Пастернака, как видим, Лили Юрьевна даже не упомянула, а про Маяковского сказала, что его вообще «не было». Странно только, что никто из очевидцев инцидента, а также никто из биографов Владимира Маяковского ни слова не сказал о сценарии, который «выругал» Виталий Жемчужный, а его «поддержал» Осип Брик. Неужели из-за неудачно написанного сценария могла порушиться многолетняя дружба Виктора Шкловского с Бриками?
Профессиональных сценаристов, хорошо знавших законы кинематографа, тогда вообще почти не было. Кинорежиссёры (тот же Лев Кулешов, например) переписывали попавшие в их руки сценарии заново, оставляя лишь имена действующих лиц.
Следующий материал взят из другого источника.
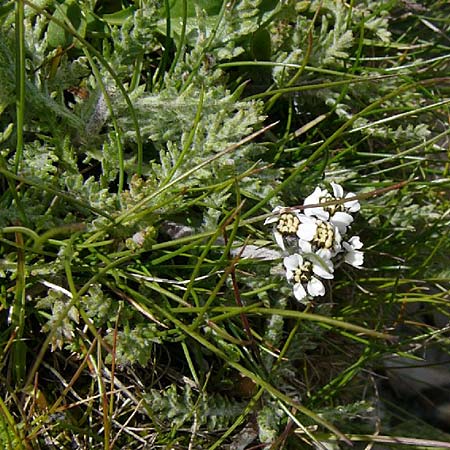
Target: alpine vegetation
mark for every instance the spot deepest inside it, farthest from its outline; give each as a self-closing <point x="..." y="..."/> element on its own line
<point x="316" y="239"/>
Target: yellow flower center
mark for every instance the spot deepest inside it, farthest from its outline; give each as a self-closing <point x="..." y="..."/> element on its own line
<point x="288" y="223"/>
<point x="324" y="237"/>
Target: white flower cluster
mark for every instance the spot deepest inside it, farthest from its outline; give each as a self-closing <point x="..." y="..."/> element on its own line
<point x="317" y="239"/>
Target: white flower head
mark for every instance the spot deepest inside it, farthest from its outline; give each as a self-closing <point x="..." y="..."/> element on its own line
<point x="339" y="215"/>
<point x="305" y="271"/>
<point x="353" y="255"/>
<point x="286" y="225"/>
<point x="318" y="236"/>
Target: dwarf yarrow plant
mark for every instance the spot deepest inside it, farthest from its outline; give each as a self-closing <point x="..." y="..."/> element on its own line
<point x="316" y="239"/>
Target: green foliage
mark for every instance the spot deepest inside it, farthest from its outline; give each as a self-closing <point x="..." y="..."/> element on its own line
<point x="138" y="279"/>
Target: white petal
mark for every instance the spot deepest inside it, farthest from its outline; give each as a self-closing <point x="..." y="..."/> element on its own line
<point x="354" y="258"/>
<point x="353" y="205"/>
<point x="355" y="242"/>
<point x="323" y="269"/>
<point x="318" y="212"/>
<point x="304" y="246"/>
<point x="299" y="291"/>
<point x="315" y="287"/>
<point x="279" y="239"/>
<point x="307" y="231"/>
<point x="337" y="190"/>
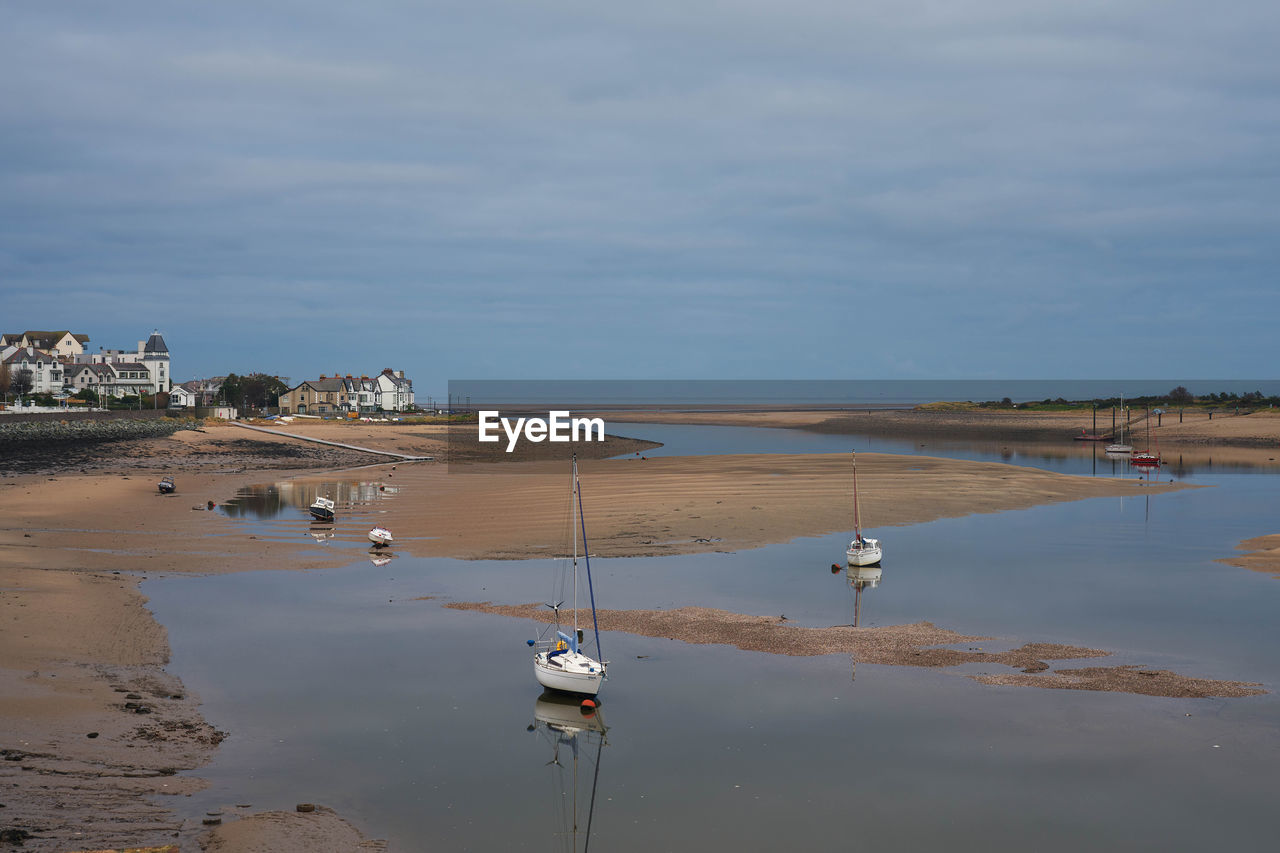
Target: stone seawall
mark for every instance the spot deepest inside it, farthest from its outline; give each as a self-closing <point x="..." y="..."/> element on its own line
<point x="19" y="416"/>
<point x="23" y="434"/>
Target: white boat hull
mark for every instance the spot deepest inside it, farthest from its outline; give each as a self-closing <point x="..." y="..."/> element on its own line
<point x="579" y="674"/>
<point x="868" y="555"/>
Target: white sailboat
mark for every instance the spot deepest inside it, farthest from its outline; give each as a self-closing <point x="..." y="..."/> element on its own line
<point x="558" y="658"/>
<point x="863" y="551"/>
<point x="1120" y="447"/>
<point x="567" y="725"/>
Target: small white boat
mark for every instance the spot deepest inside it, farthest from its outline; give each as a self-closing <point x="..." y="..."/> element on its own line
<point x="1120" y="448"/>
<point x="558" y="660"/>
<point x="863" y="551"/>
<point x="323" y="509"/>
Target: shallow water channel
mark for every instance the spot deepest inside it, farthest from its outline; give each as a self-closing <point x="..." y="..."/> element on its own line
<point x="356" y="689"/>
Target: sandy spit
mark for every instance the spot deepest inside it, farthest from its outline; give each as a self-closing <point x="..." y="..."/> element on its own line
<point x="1194" y="428"/>
<point x="892" y="646"/>
<point x="1262" y="553"/>
<point x="77" y="642"/>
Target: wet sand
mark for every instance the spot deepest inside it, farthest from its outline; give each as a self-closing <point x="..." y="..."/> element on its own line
<point x="76" y="638"/>
<point x="892" y="646"/>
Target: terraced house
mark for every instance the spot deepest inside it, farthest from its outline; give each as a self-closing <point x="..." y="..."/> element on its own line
<point x="389" y="391"/>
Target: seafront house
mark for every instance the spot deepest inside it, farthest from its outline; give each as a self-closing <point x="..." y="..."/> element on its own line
<point x="323" y="396"/>
<point x="123" y="379"/>
<point x="205" y="391"/>
<point x="394" y="392"/>
<point x="182" y="397"/>
<point x="63" y="345"/>
<point x="389" y="391"/>
<point x="151" y="356"/>
<point x="45" y="370"/>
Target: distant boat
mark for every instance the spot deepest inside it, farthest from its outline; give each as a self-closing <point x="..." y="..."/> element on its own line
<point x="1120" y="447"/>
<point x="558" y="660"/>
<point x="862" y="551"/>
<point x="1148" y="457"/>
<point x="323" y="510"/>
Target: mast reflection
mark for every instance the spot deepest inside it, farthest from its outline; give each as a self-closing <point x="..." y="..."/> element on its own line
<point x="571" y="730"/>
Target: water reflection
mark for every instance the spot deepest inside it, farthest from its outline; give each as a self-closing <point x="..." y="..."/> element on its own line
<point x="380" y="557"/>
<point x="862" y="578"/>
<point x="296" y="497"/>
<point x="571" y="729"/>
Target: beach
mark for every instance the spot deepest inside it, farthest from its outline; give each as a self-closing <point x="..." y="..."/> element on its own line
<point x="83" y="527"/>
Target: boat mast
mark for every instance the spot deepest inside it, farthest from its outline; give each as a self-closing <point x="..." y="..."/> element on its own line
<point x="575" y="500"/>
<point x="858" y="523"/>
<point x="586" y="556"/>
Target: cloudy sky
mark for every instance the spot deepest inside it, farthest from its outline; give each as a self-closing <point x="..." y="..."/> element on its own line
<point x="705" y="188"/>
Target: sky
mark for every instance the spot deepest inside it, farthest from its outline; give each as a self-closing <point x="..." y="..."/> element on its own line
<point x="705" y="188"/>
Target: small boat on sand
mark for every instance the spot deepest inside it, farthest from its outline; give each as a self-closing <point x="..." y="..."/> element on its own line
<point x="323" y="509"/>
<point x="863" y="551"/>
<point x="560" y="662"/>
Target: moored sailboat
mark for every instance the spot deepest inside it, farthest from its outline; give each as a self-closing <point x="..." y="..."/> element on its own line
<point x="321" y="510"/>
<point x="1148" y="457"/>
<point x="560" y="662"/>
<point x="863" y="551"/>
<point x="1120" y="447"/>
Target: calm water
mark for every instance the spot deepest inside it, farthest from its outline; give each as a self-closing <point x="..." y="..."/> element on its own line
<point x="424" y="725"/>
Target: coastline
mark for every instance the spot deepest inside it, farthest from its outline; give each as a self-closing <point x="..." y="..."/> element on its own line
<point x="67" y="673"/>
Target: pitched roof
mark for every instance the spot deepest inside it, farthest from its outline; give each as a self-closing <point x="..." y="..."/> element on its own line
<point x="30" y="354"/>
<point x="155" y="343"/>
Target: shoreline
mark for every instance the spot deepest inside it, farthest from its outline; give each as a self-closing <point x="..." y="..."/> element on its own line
<point x="68" y="532"/>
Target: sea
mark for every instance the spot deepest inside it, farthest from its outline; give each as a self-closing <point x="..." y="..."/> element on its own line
<point x="357" y="689"/>
<point x="693" y="395"/>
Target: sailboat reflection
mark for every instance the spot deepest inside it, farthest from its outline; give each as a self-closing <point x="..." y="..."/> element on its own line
<point x="862" y="578"/>
<point x="561" y="719"/>
<point x="380" y="557"/>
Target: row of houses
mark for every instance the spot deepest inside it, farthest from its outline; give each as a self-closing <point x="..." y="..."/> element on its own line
<point x="388" y="391"/>
<point x="59" y="363"/>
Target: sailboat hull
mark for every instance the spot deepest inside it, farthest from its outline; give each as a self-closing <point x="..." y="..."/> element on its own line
<point x="864" y="556"/>
<point x="579" y="674"/>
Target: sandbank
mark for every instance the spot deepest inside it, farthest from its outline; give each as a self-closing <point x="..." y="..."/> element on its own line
<point x="76" y="638"/>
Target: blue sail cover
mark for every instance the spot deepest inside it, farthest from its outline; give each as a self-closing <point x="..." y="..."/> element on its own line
<point x="571" y="641"/>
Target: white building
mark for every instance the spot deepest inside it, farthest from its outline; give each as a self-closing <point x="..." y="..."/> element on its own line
<point x="120" y="379"/>
<point x="394" y="392"/>
<point x="181" y="397"/>
<point x="46" y="372"/>
<point x="152" y="355"/>
<point x="62" y="345"/>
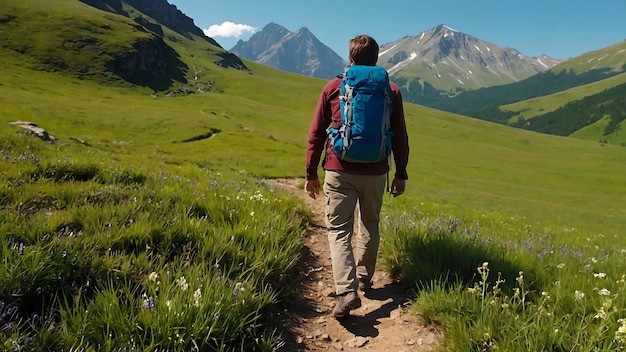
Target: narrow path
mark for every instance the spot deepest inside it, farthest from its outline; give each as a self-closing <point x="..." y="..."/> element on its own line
<point x="383" y="323"/>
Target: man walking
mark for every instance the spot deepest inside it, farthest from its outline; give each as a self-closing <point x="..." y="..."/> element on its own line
<point x="353" y="185"/>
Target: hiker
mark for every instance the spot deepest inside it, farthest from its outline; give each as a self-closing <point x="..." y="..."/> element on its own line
<point x="354" y="186"/>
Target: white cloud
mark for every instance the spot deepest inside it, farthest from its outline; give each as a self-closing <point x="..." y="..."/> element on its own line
<point x="228" y="29"/>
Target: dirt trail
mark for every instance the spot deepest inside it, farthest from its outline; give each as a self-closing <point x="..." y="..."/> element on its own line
<point x="383" y="323"/>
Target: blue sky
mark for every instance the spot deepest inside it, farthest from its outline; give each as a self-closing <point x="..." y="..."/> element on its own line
<point x="558" y="28"/>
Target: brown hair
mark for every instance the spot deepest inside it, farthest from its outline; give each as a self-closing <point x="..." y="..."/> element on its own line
<point x="363" y="50"/>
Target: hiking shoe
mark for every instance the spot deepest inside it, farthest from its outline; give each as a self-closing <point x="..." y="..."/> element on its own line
<point x="345" y="304"/>
<point x="364" y="285"/>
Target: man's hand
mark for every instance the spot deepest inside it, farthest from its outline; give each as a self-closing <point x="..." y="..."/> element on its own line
<point x="312" y="187"/>
<point x="397" y="187"/>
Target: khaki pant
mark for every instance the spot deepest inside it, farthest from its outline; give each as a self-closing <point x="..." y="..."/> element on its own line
<point x="348" y="195"/>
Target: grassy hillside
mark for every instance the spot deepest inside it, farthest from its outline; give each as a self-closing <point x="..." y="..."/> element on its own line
<point x="562" y="87"/>
<point x="159" y="195"/>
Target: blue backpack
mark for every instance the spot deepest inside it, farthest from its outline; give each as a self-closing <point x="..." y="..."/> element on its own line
<point x="366" y="104"/>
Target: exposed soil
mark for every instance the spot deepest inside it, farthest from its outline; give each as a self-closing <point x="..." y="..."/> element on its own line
<point x="383" y="323"/>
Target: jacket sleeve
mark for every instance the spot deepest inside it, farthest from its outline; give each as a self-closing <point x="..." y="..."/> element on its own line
<point x="317" y="133"/>
<point x="400" y="139"/>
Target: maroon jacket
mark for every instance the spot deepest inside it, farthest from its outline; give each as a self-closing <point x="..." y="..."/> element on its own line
<point x="327" y="112"/>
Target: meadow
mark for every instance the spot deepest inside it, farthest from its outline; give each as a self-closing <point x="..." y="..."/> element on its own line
<point x="147" y="225"/>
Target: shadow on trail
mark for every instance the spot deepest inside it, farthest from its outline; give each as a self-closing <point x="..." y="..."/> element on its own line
<point x="365" y="326"/>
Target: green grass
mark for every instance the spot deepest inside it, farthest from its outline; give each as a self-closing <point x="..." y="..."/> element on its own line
<point x="530" y="108"/>
<point x="143" y="189"/>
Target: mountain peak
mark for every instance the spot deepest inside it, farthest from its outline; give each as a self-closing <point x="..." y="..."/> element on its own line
<point x="299" y="52"/>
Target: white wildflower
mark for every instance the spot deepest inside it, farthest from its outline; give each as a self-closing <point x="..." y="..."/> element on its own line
<point x="153" y="276"/>
<point x="578" y="295"/>
<point x="182" y="283"/>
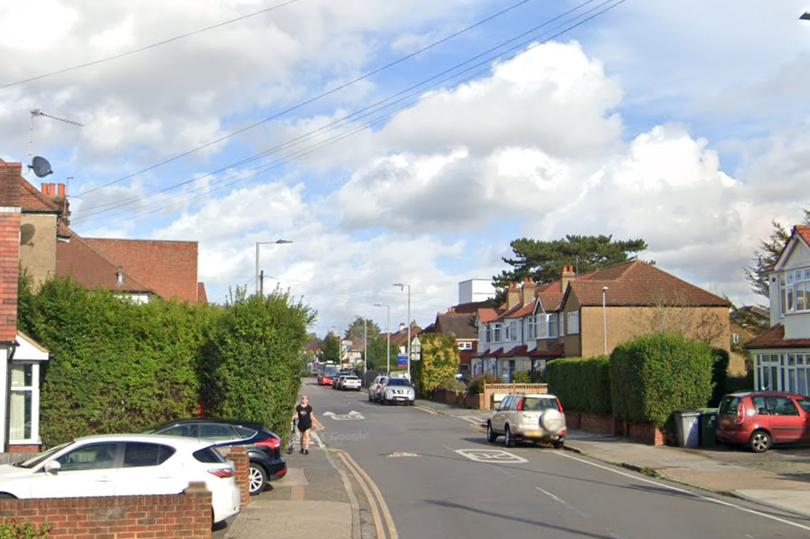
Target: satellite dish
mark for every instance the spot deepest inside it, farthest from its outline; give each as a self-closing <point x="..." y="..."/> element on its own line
<point x="41" y="167"/>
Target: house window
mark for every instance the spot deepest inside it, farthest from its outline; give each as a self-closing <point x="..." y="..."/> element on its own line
<point x="797" y="290"/>
<point x="573" y="323"/>
<point x="22" y="401"/>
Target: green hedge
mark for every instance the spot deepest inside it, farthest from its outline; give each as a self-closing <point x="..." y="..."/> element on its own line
<point x="653" y="376"/>
<point x="582" y="385"/>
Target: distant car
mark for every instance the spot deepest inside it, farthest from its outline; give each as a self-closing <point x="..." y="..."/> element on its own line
<point x="350" y="382"/>
<point x="375" y="388"/>
<point x="538" y="418"/>
<point x="396" y="390"/>
<point x="124" y="465"/>
<point x="263" y="446"/>
<point x="761" y="419"/>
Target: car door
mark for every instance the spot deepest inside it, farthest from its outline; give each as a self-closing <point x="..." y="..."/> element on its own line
<point x="87" y="470"/>
<point x="146" y="470"/>
<point x="787" y="425"/>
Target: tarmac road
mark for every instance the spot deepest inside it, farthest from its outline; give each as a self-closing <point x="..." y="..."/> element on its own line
<point x="440" y="478"/>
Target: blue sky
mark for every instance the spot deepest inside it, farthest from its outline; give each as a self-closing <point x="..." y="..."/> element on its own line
<point x="681" y="123"/>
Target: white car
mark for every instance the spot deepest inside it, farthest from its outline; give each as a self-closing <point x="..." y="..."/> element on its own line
<point x="350" y="382"/>
<point x="538" y="418"/>
<point x="397" y="390"/>
<point x="125" y="465"/>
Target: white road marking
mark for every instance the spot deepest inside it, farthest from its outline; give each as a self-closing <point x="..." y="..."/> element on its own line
<point x="564" y="503"/>
<point x="676" y="489"/>
<point x="491" y="456"/>
<point x="351" y="416"/>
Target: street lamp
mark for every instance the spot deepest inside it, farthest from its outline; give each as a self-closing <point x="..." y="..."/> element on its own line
<point x="278" y="242"/>
<point x="388" y="334"/>
<point x="402" y="287"/>
<point x="604" y="313"/>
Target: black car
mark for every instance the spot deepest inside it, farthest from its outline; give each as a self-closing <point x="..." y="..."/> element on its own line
<point x="263" y="447"/>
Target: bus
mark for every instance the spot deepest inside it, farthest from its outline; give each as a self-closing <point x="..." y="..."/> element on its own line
<point x="326" y="372"/>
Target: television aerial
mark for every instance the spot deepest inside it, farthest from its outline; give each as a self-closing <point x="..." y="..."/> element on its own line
<point x="41" y="167"/>
<point x="33" y="160"/>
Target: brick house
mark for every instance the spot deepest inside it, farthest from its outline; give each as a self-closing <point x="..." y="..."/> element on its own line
<point x="781" y="355"/>
<point x="588" y="315"/>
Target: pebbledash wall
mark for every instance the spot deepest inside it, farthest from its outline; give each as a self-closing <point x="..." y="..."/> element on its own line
<point x="186" y="515"/>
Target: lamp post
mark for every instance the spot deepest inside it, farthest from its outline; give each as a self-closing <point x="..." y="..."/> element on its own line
<point x="402" y="287"/>
<point x="604" y="313"/>
<point x="278" y="242"/>
<point x="387" y="333"/>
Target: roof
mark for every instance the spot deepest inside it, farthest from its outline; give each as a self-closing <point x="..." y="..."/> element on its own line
<point x="775" y="338"/>
<point x="169" y="268"/>
<point x="637" y="283"/>
<point x="78" y="260"/>
<point x="462" y="326"/>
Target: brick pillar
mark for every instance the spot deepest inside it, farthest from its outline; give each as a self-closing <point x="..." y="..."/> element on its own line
<point x="10" y="178"/>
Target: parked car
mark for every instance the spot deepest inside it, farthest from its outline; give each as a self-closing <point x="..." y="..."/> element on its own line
<point x="124" y="465"/>
<point x="397" y="390"/>
<point x="538" y="418"/>
<point x="350" y="382"/>
<point x="374" y="390"/>
<point x="761" y="419"/>
<point x="263" y="446"/>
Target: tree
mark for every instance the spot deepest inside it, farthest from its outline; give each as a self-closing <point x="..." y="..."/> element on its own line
<point x="357" y="330"/>
<point x="439" y="362"/>
<point x="764" y="257"/>
<point x="377" y="355"/>
<point x="330" y="349"/>
<point x="543" y="261"/>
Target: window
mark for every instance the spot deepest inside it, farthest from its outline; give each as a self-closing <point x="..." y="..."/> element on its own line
<point x="796" y="287"/>
<point x="573" y="323"/>
<point x="22" y="401"/>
«Ругать» же на заседании Лефа принялись сценарий фильма «Третья Мещанская», премьера которого состоялась 15 октября 1927 года. Его поставил режиссёр Абрам Роом – тот самый, что снимал по сценарию Виктора Шкловского документальную кинокартину «Евреи на земле». Видимо, тем же летом 1926 года режиссёр и предложил Шкловскому написать сценарий игрового фильма. Так появилась «Третья Мещанская», ставшая одной из лучших картин в творчестве Абрама Рома. Чуть позднее этот фильм имел довольно большой успех и в европейских странах.
В титрах значилось, что авторами сценария являются Роом и Шкловский. Причём последний всюду утверждал, что в основу фильма лёг реальный случай, о котором рассказала газета «Комсомольская правда».
Казалось бы, что здесь криминального? За что Виталий Жемчужный и Осип Брик могли так дружно «ругать» Шкловского?
Ведь даже Маяковский довольно спокойно упомянул фильм «Третья Мещанская» в стихотворении «“Общее” и “моё”», опубликованном в «Комсомольской правде» 5 июля 1928 года. В нём главный герой («Иван Иваныч») описан так:
«Распустит / он / жилет… / и здесь,
– здесь / частной жизни часики! —
преображается / весь
по-третье-мещански».
Всё дело в том, что у фильма было два названия, причём трудно даже сказать, какое из них главное. Одно – «Третья Мещанская». Но сохранилась афиша, на которой кинокартина названа так: «ЛЮБОВЬ ВТРОЁМ (Третья Мещанская)». И рассказывалось в ней о женщине, которая никак не могла определиться, кого она любит больше – мужа или любовника. Так что на Шкловского набросились не из-за того, что он написал плохой (неудачный) сценарий, а за то, что он описал в нём кое-что из тех взаимоотношений, которые утвердились в «семье» Маяковского-Бриков. Хотя на эти взаимоотношения ОГПУ смотрело сквозь пальцы, вполне возможно, что «бестактность» Шкловского вызвала неудовольствие Якова Агранова, который и высказал его Брикам. В результате Шкловский был вынужден покинуть Леф.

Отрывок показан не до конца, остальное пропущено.